Archivhinweis: Dieser Beitrag wurde am 23. August 2026 nachträglich in das LexVault-Briefings-Archiv aufgenommen. Themenanlass: 11. Juni 2026; redaktionell aktualisiert am 23. August 2026.
Ein typischer Montag reicht, um zu verstehen, warum "Legal Project Management für normale Mandate" keine theoretische Debatte ist. Unter Zeitdruck zeigt sich, ob Regeln und Zuständigkeiten tragen.
Der Praxistest
Eine neue Mandatsanfrage liegt im gemeinsamen Postfach. Drei Personen fühlen sich irgendwie zuständig, doch Konfliktprüfung, Scope und Rückmeldung warten bis zum nächsten Tag.
Beobachtung
Beim ersten Blick scheint die Lage banal. Beim zweiten zeigt sie unklare Übergaben, fehlende Kriterien oder falsche Anreize.
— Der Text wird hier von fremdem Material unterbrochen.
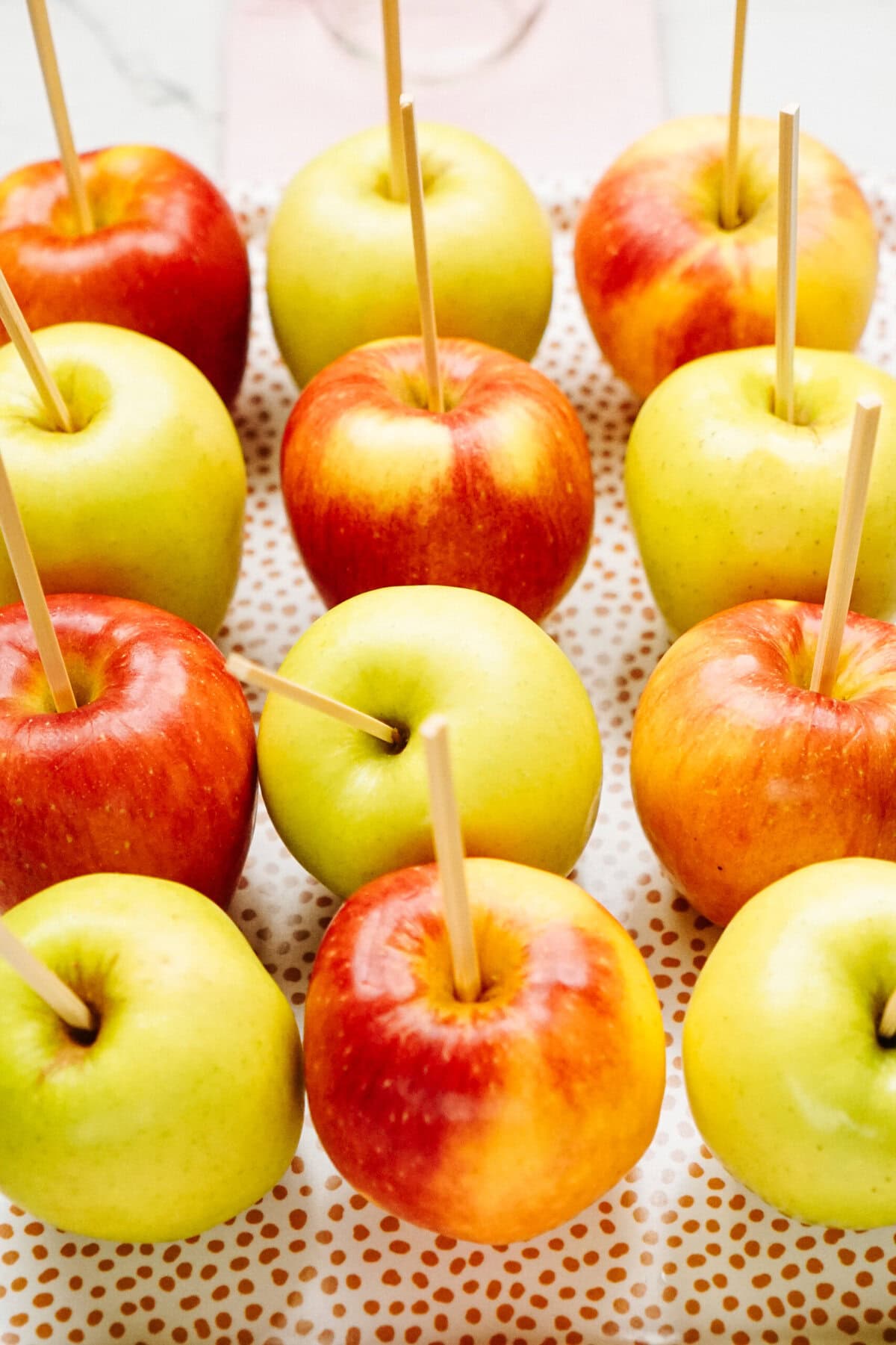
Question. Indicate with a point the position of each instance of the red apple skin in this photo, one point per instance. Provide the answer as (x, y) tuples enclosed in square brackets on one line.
[(166, 257), (155, 771), (491, 1121), (741, 775), (495, 494)]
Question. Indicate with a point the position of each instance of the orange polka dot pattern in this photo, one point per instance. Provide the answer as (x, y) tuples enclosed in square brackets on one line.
[(679, 1251)]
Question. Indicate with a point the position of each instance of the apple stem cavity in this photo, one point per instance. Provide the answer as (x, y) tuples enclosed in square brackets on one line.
[(729, 211), (786, 304), (847, 541), (55, 97), (258, 676), (449, 856), (421, 258)]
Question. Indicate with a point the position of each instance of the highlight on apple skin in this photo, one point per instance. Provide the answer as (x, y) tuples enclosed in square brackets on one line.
[(664, 283), (495, 494), (490, 1121), (741, 775)]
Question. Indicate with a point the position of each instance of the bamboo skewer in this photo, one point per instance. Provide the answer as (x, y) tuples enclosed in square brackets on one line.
[(449, 856), (847, 541), (50, 72), (421, 257)]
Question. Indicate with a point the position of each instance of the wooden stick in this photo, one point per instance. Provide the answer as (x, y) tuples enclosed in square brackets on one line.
[(258, 676), (13, 319), (33, 596), (847, 540), (421, 257), (449, 856), (45, 982), (786, 305), (392, 47), (50, 72), (729, 211)]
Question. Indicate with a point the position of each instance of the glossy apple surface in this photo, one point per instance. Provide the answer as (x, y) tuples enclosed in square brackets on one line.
[(340, 264), (740, 774), (166, 257), (146, 498), (523, 737), (491, 1121), (495, 494), (187, 1105), (664, 283), (154, 772), (786, 1075), (729, 502)]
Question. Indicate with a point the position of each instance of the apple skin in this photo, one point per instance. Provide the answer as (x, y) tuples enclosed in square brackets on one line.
[(186, 1108), (166, 257), (662, 283), (523, 737), (146, 500), (340, 263), (786, 1076), (154, 774), (729, 502), (491, 1121), (495, 494), (740, 774)]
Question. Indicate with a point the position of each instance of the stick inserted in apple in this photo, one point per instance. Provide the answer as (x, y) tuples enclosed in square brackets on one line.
[(483, 1044)]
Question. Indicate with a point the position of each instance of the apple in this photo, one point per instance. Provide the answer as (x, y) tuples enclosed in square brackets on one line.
[(340, 263), (491, 1121), (166, 257), (523, 737), (788, 1081), (184, 1106), (740, 774), (154, 772), (729, 502), (146, 498), (662, 282), (495, 494)]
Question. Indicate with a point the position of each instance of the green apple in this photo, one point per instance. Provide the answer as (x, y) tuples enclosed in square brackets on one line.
[(729, 502), (787, 1078), (523, 739), (340, 263), (146, 498), (187, 1105)]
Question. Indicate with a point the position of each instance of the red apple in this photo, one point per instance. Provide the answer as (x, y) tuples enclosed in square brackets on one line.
[(495, 494), (741, 775), (498, 1119), (155, 771), (662, 282), (166, 257)]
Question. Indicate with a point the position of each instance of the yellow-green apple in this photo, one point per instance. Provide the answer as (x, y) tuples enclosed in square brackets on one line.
[(340, 261), (495, 494), (662, 282), (498, 1119), (146, 498), (740, 774), (788, 1081), (184, 1105), (166, 257), (729, 502), (523, 736), (154, 772)]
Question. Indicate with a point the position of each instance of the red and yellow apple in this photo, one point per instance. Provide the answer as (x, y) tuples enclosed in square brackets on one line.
[(741, 775), (495, 494), (498, 1119), (166, 256), (154, 772), (662, 282)]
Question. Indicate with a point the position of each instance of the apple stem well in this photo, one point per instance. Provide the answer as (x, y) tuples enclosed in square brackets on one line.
[(449, 856)]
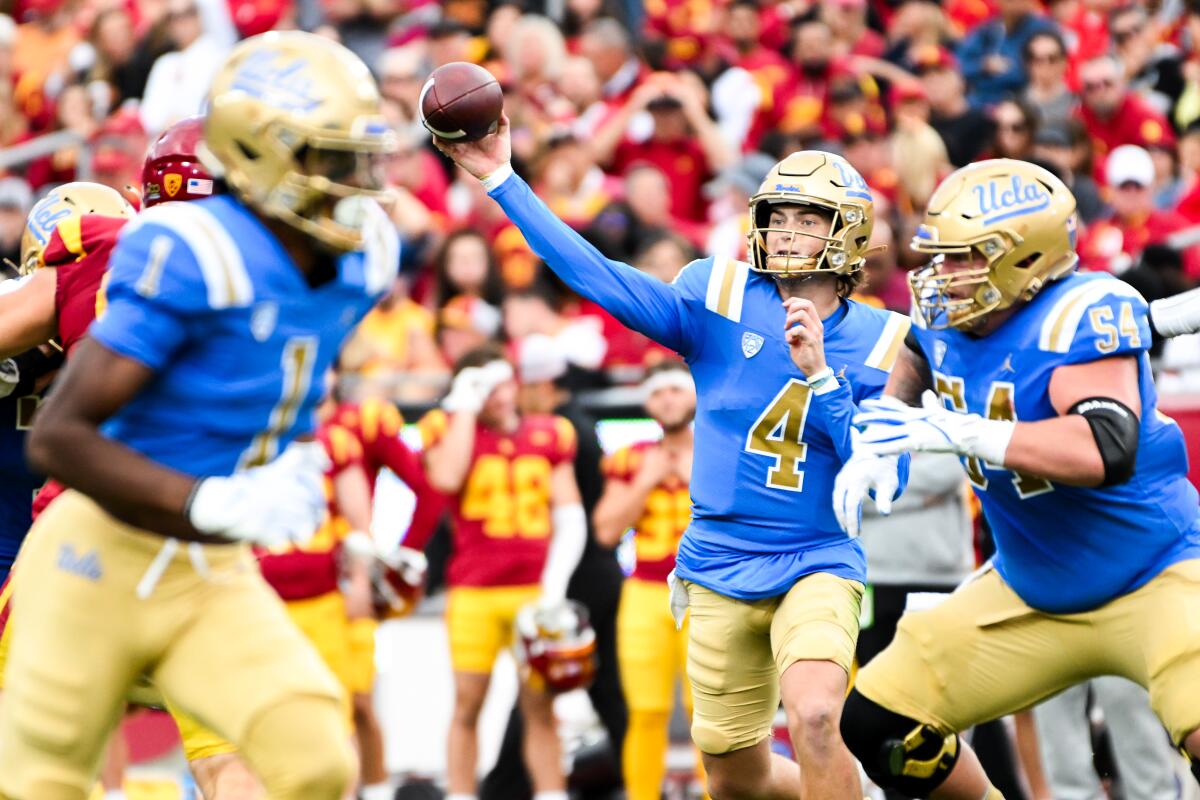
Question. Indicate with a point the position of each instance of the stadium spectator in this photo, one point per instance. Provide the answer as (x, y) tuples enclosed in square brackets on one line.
[(684, 142), (1113, 114), (730, 193), (537, 310), (1045, 61), (991, 53), (609, 47), (179, 80), (393, 352), (851, 35), (123, 59), (1017, 125), (965, 130), (1117, 242), (1151, 65), (16, 200), (1060, 149)]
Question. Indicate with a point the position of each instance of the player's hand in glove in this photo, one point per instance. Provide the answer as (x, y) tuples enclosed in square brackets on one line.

Viele Kanzleien kompensieren schwache Abläufe mit Erfahrung, Einsatz und persönlichem Gedächtnis. Das funktioniert, bis Volumen, Personalwechsel oder Zeitdruck das System überlasten. Das Thema ist leise, aber strategisch wichtig. Wer nur auf äußere Signale reagiert, behandelt Symptome.
Konsequenz
Prozessarbeit soll juristische Urteilskraft nicht ersetzen. Sie soll Übergaben, Standards und Ausnahmen so sichtbar machen, dass Fachlichkeit zuverlässig wirken kann. Projektmanagement lohnt nicht erst beim Megadeal; schon Scope, Meilensteine, Budget und Kommunikation reduzieren Reibung. Das Team startet mit: Kick-off standardisieren. Anschließend testet es: Aufgaben sichtbar machen. Budgetampel nutzen. Legen Sie fest, wer entscheidet, wer prüft und wer bei Unsicherheit stoppt.
90 Tage später
Nach 90 Tagen zählt nicht, wie viele Termine stattgefunden haben. Durchlaufzeit, Rückfragen, Nacharbeit, Liegezeit, Fristnähe und Mandantenfeedback zeigen mehr als eine abstrakte Effizienzquote. Abschlussreview halten. Messen Sie Wirkung und Nebenwirkung nach einem festen Zeitraum.
Was davon übertragbar ist
Kleine Mandate brauchen leichte Werkzeuge statt zusätzlicher Bürokratie. Übertragbar ist deshalb weniger die einzelne Lösung als die Arbeitsweise: kleiner Realfall, offene Fehler, klare Zuständigkeit, ehrliche Entscheidung.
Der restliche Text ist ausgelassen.